Integrated circuits (“ICs”) are incorporated into many electronic devices. IC packaging has evolved, such that multiple ICs may be vertically stacked in so-called three-dimensional (“3D”) packages in order to save horizontal area on a printed circuit board (“PCB”). 3D IC packages include the use of through substrate vias (TSV), also referred to as through-silicon-vias, in the case of silicon-based dies. The inclusion of TSV increases the complexity of semiconductor fabrication and packaging. For example, TSV-to-TSV coupling is an additional noise source for 3D IC packages.

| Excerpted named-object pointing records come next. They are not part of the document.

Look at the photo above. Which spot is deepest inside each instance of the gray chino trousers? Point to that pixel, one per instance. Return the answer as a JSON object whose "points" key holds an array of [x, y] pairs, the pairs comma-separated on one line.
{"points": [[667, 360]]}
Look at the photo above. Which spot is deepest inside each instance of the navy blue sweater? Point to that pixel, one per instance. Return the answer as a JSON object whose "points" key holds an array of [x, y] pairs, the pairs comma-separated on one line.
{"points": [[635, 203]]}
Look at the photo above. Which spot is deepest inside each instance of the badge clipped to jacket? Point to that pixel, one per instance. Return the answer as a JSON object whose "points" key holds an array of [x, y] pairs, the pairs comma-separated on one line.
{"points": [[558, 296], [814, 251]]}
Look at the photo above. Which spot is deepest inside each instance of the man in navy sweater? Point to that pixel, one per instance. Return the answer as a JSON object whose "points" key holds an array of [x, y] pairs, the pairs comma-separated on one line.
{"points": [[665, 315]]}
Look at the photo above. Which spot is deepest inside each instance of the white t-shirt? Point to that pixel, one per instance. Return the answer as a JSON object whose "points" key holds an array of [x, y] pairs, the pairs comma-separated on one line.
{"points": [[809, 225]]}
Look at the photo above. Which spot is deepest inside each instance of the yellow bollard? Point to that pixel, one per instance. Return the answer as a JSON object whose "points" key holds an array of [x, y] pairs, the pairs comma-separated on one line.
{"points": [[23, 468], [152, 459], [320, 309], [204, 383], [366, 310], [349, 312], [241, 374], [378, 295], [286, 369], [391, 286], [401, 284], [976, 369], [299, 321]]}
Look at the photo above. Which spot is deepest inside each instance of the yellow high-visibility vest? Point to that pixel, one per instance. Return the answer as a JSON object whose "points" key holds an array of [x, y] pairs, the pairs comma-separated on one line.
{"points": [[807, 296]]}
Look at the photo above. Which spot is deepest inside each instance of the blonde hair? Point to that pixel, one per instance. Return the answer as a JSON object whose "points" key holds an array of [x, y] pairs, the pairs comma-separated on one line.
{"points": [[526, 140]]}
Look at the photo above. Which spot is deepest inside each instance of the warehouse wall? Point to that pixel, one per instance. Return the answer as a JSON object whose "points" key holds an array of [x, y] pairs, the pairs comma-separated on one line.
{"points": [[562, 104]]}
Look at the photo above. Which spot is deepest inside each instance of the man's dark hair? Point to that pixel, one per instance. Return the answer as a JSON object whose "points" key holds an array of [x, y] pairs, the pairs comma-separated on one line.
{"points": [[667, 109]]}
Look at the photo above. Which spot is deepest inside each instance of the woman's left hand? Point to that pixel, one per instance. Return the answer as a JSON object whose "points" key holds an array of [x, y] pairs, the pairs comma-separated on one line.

The design process for a new IC includes several steps by using, for example, automated electronic design automation (“EDA”) tools. The design process can include (1) determining an initial design of the IC and (2) generating a layout of the design. During the initial design, a user (of the EDA tool) or designer can identify a set of functions to include in the design, along with their standard delays. The user can also use computer implemented tools to perform functional simulation to ensure that the design can perform a pre-simulation process. If the design meets circuit performance requirements during the pre-simulation process, the user can then initiate floorplan and layout (“place and route”) phases to generate an actual layout. Following the layout process, the user can verify the design by using the EDA tools to perform design rule checks (“DRC”), layout versus schematic (“LVS”) checks, and RC extraction. The RC extraction tool takes into account the layout of the conductive (e.g., metal) lines of the interconnect layers generated by the router and computes parasitic resistance and capacitance elements associated with each conductive line. Then a post-simulation process verifies circuit performance and timing.
When considering a coupling between at least two TSVs during, for example, a small scale timing analysis, a network spice model can be used to simulate the coupling effect. When conducing, for example, a full-chip timing analysis, a static timing analysis (“STA”) tool can be used. However, the STA tool facilitates a more restricted network style, wherein the coupling capacitance that is between different networks is considered. As such, the STA tool is unable to support a full-chip timing analysis.